Wir wollten keinen Bagger, wir wollten alles lassen, die Pinien und auch die vielen Kakteen,
ganz natürlich eben, einfach gewachsen. Wir haben nie Wert auf Komfort gelegt oder auf einen Pool.“
„Tja,“ sagte Schwenker „das sind eben die Unterschiede, wie man es gewohnt ist, nicht wahr, oder was man so will. Kommen wir doch jetzt einmal zu dem, was SIE wollen, gnä´Frau. Was hätten Sie sich denn vorgestellt, also pekuniär, meine ich?“
Sie sah ihn fest an. „Zweihundertvierzigtausend“ sagte sie, „ für alles, es muß noch eine Resthypothek davon bezahlt werden.“  
Schwenker drehte sich zu seiner Frau um, beide wechselten einen langen Blick.

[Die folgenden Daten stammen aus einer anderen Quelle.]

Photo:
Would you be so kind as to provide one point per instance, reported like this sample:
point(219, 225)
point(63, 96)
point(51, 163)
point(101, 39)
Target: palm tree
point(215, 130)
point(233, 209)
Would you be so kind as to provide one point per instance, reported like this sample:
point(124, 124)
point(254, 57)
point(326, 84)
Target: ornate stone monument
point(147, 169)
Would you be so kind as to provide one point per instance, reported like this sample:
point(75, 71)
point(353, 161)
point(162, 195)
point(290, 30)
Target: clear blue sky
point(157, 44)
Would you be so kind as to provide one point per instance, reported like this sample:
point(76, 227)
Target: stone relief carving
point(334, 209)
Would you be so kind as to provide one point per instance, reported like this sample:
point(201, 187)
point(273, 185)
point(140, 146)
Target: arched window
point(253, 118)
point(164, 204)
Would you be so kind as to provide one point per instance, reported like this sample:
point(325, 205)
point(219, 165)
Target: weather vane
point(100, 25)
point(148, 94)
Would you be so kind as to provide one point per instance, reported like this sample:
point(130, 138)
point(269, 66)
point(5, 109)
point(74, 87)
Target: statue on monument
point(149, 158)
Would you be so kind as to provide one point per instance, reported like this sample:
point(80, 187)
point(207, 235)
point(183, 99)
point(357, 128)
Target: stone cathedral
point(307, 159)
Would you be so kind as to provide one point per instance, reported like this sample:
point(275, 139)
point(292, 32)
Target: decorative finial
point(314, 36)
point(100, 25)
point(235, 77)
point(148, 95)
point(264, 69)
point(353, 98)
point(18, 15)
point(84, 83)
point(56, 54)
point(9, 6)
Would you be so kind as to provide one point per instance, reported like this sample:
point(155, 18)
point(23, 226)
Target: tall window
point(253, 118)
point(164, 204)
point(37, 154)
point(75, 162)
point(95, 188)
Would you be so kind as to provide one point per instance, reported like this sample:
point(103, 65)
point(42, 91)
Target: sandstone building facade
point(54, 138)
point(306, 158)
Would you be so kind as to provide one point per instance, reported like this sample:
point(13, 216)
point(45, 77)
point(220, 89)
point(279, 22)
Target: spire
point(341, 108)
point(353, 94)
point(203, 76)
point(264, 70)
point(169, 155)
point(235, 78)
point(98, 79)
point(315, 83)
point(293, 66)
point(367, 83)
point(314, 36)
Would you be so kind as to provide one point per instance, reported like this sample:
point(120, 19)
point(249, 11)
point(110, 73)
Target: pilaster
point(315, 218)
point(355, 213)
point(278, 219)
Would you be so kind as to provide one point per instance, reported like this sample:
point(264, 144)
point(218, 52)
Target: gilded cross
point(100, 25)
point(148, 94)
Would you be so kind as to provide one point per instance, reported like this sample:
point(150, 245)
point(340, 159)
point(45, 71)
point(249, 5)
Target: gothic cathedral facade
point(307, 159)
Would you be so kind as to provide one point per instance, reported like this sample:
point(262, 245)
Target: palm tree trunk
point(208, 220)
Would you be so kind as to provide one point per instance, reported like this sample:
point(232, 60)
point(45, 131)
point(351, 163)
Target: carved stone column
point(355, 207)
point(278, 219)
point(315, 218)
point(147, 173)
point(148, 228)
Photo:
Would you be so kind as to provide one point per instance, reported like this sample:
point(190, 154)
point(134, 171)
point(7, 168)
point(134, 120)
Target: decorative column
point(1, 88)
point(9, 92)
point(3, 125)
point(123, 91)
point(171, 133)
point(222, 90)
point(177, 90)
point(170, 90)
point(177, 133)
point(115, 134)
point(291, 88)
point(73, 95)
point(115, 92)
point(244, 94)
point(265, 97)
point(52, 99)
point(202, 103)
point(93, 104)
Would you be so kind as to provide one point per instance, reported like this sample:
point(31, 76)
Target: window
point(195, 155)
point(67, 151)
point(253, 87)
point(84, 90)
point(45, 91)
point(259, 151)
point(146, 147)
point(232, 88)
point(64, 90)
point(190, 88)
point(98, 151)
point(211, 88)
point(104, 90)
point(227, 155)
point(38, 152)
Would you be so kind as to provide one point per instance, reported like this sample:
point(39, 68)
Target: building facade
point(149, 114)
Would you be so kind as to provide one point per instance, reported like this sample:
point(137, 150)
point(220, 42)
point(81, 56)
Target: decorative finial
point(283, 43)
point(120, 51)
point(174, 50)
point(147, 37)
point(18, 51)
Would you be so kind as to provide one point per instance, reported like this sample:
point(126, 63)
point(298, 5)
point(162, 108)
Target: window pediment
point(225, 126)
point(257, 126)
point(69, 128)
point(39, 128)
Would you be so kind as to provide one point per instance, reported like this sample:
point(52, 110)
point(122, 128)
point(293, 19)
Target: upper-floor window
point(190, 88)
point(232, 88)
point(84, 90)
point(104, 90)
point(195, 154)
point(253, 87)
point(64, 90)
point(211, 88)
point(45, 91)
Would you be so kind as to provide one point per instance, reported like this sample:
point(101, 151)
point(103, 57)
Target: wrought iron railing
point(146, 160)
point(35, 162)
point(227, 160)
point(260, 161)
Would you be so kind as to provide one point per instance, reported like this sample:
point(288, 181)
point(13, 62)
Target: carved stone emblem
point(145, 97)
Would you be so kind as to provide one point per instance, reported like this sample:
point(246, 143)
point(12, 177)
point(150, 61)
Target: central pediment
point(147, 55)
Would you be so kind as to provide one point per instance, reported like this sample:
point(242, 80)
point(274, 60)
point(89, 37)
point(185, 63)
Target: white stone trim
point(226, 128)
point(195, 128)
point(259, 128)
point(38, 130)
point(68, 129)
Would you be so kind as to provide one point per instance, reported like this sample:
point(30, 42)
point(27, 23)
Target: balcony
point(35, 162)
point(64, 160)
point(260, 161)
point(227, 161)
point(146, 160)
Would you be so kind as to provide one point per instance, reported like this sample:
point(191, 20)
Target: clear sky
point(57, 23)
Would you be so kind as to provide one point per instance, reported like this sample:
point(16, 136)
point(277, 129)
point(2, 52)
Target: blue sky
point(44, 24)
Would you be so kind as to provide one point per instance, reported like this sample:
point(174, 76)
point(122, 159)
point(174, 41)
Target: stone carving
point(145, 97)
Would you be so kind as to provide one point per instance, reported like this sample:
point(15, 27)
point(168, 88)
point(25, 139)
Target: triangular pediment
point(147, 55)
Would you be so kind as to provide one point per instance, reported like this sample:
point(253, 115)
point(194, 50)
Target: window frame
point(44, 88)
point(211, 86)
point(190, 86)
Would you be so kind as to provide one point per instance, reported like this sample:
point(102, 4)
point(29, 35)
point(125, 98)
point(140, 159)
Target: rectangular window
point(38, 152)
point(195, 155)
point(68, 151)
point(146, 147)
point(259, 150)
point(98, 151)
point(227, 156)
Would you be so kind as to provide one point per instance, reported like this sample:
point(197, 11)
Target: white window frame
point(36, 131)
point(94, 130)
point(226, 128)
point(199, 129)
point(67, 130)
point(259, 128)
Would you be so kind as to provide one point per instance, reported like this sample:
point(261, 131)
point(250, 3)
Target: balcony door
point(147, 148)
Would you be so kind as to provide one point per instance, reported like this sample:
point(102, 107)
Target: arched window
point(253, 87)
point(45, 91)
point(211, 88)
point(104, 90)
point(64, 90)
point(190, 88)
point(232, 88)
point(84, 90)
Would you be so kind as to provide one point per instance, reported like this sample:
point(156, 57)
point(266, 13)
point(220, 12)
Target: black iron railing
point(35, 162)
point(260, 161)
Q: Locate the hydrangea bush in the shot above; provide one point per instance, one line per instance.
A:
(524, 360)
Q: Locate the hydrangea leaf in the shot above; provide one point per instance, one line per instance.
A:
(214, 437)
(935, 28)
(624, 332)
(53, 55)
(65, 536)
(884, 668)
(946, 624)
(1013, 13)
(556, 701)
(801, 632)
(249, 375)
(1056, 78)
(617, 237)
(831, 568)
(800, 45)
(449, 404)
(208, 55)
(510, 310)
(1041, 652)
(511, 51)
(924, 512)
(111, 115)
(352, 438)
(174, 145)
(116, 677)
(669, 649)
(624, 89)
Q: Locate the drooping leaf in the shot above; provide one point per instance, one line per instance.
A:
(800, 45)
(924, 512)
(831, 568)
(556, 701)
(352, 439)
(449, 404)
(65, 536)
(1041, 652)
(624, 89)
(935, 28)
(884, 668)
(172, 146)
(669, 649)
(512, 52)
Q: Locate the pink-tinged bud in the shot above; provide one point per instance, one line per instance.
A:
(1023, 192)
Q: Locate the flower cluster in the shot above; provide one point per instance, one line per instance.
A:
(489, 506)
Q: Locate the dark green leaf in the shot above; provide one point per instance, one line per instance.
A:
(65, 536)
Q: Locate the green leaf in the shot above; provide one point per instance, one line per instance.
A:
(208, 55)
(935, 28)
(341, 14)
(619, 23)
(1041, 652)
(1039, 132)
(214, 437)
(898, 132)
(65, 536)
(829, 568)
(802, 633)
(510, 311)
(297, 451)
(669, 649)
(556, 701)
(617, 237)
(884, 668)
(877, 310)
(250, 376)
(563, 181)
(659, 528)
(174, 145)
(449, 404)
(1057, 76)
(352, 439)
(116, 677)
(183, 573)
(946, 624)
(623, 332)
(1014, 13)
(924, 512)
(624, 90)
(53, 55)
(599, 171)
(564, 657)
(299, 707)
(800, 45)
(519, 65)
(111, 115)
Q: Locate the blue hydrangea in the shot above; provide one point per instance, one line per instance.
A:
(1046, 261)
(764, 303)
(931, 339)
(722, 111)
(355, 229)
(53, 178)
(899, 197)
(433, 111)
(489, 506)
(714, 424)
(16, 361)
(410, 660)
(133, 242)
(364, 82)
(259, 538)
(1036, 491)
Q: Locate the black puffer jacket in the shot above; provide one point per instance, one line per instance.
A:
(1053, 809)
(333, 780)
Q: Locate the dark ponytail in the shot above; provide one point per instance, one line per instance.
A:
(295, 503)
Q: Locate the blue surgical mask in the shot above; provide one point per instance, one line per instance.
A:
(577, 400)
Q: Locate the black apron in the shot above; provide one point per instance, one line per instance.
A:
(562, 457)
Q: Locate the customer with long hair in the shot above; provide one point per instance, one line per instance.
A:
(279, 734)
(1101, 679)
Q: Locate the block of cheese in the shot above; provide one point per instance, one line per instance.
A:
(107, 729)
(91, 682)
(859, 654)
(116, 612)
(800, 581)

Er lachte. „Das sind ja.....warten´s.....
drei Millionen, dreihundertsechzigtausend Schilling!  Das kriegen Sie nie!“


„Ich werde es drauf ankommen lassen,“ sagte die Besitzerin, „ich weiß, wie hoch hier der Wertzuwachs in den letzten Jahren war, das muß man mit einberechnen.“
Schwenker schnaufte. Hundertfünfzigtausend, „sagte er, „höchstens! Allerhöchstens!
Das würde ich Ihnen sofort bar auszahlen,so wie Sie dastehen.“  
„Tja“, sagte die Frau, so leid´s mir tut, das geht nicht.“ 
Schwenker nahm das Herzi an der Hand, er hatte sein Gesicht gut unter Kontrolle.
„Naja, ich red mal mit meinem Gutachter und dem Notar, was die dazu sagen,
und ich kann ja einmal jemand herschicken, der das Ganze taxiert, wenn Sie einverstanden sind. Nur- über zwaahunderttausend- sans mier nicht bös, das ist ein Unding.“
„Selbstverständlich“, sagte die Besitzerin, „der Gutachter kann gerne jederzeit kommen. Aber meine Forderung bleibt, wie sie ist. Ich kenne den Wert der Finca.“
Nun lächelte Schwenker etwas. „Vergessen´s nicht, gnä´Frau- es ist wie beim Schach,
manchmal muß man eine wichtige Figur opfern, um nicht ganz schachmatt dazustehen.“ Die Besitzerin erwiderte das Lächeln.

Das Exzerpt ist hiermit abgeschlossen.